The Democracy Sourcebook
Robert A. Dahl, Ian Shapiro, Jose Antonio Cheibub
MIT Press, Aug 15, 2003 - Political Science - 568 pages
The Democracy Sourcebook offers a collection of classic writings and contemporary scholarship on democracy, creating a book that can be used by undergraduate and graduate students in a wide variety of courses, including American politics, international relations, comparative politics, and political philosophy.
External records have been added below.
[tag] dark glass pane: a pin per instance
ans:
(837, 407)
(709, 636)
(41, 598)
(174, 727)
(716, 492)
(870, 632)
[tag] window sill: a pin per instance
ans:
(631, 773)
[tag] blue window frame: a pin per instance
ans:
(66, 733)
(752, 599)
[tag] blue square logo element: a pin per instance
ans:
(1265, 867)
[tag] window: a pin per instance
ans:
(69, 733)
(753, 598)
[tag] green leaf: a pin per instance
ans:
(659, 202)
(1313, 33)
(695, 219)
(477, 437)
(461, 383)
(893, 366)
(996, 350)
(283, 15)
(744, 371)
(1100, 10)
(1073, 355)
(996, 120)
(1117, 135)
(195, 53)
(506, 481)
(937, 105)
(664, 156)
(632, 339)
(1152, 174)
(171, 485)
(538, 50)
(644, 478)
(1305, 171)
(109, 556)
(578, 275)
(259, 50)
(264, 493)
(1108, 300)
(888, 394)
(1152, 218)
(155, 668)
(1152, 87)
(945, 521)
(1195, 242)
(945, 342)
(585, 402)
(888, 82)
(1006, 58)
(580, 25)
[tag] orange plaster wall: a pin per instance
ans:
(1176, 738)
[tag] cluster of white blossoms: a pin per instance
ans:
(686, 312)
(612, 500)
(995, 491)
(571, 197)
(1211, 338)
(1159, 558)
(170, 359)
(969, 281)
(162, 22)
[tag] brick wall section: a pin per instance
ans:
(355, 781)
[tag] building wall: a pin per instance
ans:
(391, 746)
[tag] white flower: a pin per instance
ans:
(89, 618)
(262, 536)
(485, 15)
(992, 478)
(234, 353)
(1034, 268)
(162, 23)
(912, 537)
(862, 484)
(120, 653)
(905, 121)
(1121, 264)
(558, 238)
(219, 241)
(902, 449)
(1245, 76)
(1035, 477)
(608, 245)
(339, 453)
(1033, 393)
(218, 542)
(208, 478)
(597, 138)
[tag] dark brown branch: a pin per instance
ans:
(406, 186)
The editors have chosen substantial excerpts from the essential theorists of the past, including Jean-Jacques Rousseau, John Stuart Mill, Alexis de Tocqueville, and the authors of The Federalist Papers; they place them side by side with the work of such influential modern scholars as Joseph Schumpeter, Adam Przeworski, Seymour Martin Lipset, Samuel P. Huntington, Ronald Dworkin, and Amartya Sen.
The book is divided into nine self-contained chapters: "Defining Democracy," which discusses procedural, deliberative, and substantive democracy; "Sources of Democracy," on why democracy exists in some countries and not in others; "Democracy, Culture, and Society," about cultural and sociological preconditions for democracy; "Democracy and Constitutionalism," which focuses on the importance of independent courts and a bill of rights; "Presidentialism versus Parliamentarianism"; "Representation," discussing which is the fairest system of democratic accountability; "Interest Groups"; "Democracy's Effects," an examination of the effect of democracy on economic growth and social inequality; and finally, "Democracy and the Global Order" discusses the effects of democracy on international relations, including the propensity for war and the erosion of national sovereignty by transnational forces.